1. Field of the Invention
This invention relates to an improved method and apparatus for continuously feeding material through a substantially vertical flow treatment tower.
The invention is particularly directed toward an improved method and apparatus for continuously feeding a slurry or liquid of high viscosity into a substantially vertical upflow treatment tower so as to retain all the material passing through the tower, substantially for the same length of time in the tower.
2. Description of the Prior Art
In a continuous feed, vertical upflow tower, one or more portions of the material may flow from the lower end of the tower to the upper end in one or more streams of material, the streams moving at a faster speed through the tower than the speed at which the remaining portions of the material in the tower move through the tower. Such a condition is commonly known as "channeling". Channeling can readily occur when the tower has a central single, lower inlet and a central single, upper outlet. The material, entering the tower through a central, single, lower inlet, which inlet usually has a small diameter relative to the diameter of the tower, tends to form a central stream which meanders up through the tower at a faster rate of speed than the remaining portion of the material within the tower, which portion is generally located at the sides of the tower.
In towers used to treat material, such as, for example, by chemical, biochemical, or thermal treatment, the channeling effect results in shorter retention times for the material travelling in the streams as compared to the retention times for the material not travelling in the streams, thereby resulting in the material being unevenly treated during its passage up through the tower.
In an attempt to minimize the channeling effect, vertical upflow retention towers, such as, for example, those used in the continuous bleaching of pulp, the tower can be made tall and slim to provide a larger than normal height-to-diameter ratio.
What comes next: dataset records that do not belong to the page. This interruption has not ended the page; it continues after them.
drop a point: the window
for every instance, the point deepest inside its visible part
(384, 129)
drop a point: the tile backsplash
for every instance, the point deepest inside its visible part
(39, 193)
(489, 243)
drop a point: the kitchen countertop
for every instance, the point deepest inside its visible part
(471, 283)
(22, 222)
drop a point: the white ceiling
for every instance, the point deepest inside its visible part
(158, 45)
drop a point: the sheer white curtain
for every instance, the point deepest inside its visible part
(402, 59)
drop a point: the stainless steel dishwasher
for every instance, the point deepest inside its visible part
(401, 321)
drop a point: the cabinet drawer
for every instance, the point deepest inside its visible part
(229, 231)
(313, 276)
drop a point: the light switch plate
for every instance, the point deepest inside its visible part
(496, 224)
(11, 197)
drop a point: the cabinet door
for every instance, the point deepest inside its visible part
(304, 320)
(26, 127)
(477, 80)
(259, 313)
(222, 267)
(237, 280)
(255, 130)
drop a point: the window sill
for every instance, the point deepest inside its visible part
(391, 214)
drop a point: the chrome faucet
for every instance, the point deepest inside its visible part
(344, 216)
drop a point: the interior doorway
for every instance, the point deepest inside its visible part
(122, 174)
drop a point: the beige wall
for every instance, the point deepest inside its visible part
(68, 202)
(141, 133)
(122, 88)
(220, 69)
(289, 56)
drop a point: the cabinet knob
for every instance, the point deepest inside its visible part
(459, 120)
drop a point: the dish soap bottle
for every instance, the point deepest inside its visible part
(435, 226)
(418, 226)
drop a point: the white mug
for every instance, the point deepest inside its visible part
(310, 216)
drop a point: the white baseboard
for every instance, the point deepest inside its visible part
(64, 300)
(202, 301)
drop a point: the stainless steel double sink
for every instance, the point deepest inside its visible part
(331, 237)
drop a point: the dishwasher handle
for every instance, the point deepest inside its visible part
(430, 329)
In slim towers, there is less likelihood of channeling occurring. Such towers can be satisfactorily used to minimize channeling in small capacity bleaching plants or where a minimum amount of retention time is required to treat pulp. However, towers with a high height-to-diameter ratio become very expensive when longer retention times or larger bleaching plant capacities are required. Thus, towers of a lower height-to-diameter ratio are generally used for the sake of economy, but such towers are more prone to channeling.
In upflow towers, attempts have been made to minimize the channeling effect by providing a number of agitators set at various elevations from the bottom to the top of the tower, but they have not been completely effective.
The higher the consistency or viscosity of the material flowing through the tower, the greater the possibility of channeling occuring. When using high consistency or high viscosity material in upflow towers, the towers have been provided with hemispherical or conical bottoms together with rotary mixers or flow distributors at the inlet or base of the tower. However, none of these solutions have been found to be very effective unless the tower has a high height-to-diameter ratio which, as previously mentioned, increases the cost, particularly when such towers are used in systems having a very large capacity.
A further solution to the channeling problem has been proposed by providing a number of inlets into the tower to obtain a more uniform inlet flow distribution within the tower. However, the flow from each of the several inlets is continuous and thus multiple channeling can still occur with a stream originating from each inlet.